Pallide macchie di eternità pennellate a caso dalla sua mano acerba, a dar forma a un giorno qualsiasi. Incerte le sue dita che scorrono sul foglio, a cercare un punto indefinito dove il colore si è rappreso.

Una lieve scia di cristalli di brina scolpiti nella neve, a dipingere i suoi messaggi. Lugubre risuona il lamento che proviene dall'interno, fino a scuotere i più impensati recessi di quest'anima. Occorrono braccia robuste per sostenere il peso di tanta tristezza, ma so con certezza che le mie non lo saranno mai abbastanza. Poi, di colpo, mi sveglio, il quadro muta le tonalità, si disfa, e tutto appare di nuovo com'era: la stanza calda, accogliente, avvolta nella penombra di una tenda appena scostata, ancora profumata di noi... E io, accarezzandolo con infinita lentezza senza quasi sfiorarlo, sorseggio beata il suo immobile sonno.

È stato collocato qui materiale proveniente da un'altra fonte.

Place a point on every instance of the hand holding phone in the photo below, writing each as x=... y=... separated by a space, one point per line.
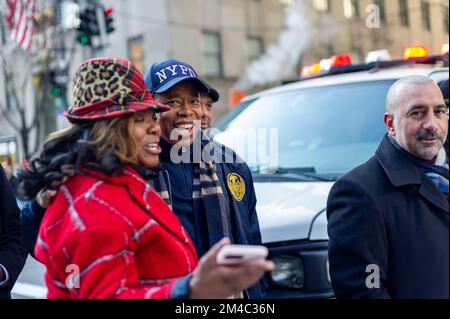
x=237 y=254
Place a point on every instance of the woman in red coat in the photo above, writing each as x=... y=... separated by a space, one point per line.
x=108 y=234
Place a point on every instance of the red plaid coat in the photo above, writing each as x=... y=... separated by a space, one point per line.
x=112 y=237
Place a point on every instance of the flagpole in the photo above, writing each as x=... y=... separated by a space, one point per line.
x=5 y=77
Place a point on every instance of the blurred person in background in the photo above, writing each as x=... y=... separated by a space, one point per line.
x=12 y=252
x=208 y=99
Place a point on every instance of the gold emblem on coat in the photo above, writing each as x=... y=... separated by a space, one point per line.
x=236 y=185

Accade a tutti noi di esprimere un desiderio, almeno una volta nella vita: soffiando sulle candeline di una torta, osservando casuali ciglia che volteggiano nell'aria, gettando una monetina in una fontana, sorprendendoci per la magia di una stella cadente... E accade che qualcuno di questi desideri, magari il più insperato, si avveri a volte. Cespugli rotolati nella polvere, spighe di frumento che si gonfiano rigogliose, il risveglio repentino dei sensi sopiti, i colori rosati delle nubi nella più torrida delle estati... E infine noi, senza tregua legati dalla medesima dolce inquietudine, da un bisogno cieco di crearci illusioni e sogni che armoniosi si susseguono... Certe notti d'amore non hanno memoria, eppure, per sempre, respirano nei ricordi di chi le ha vissute.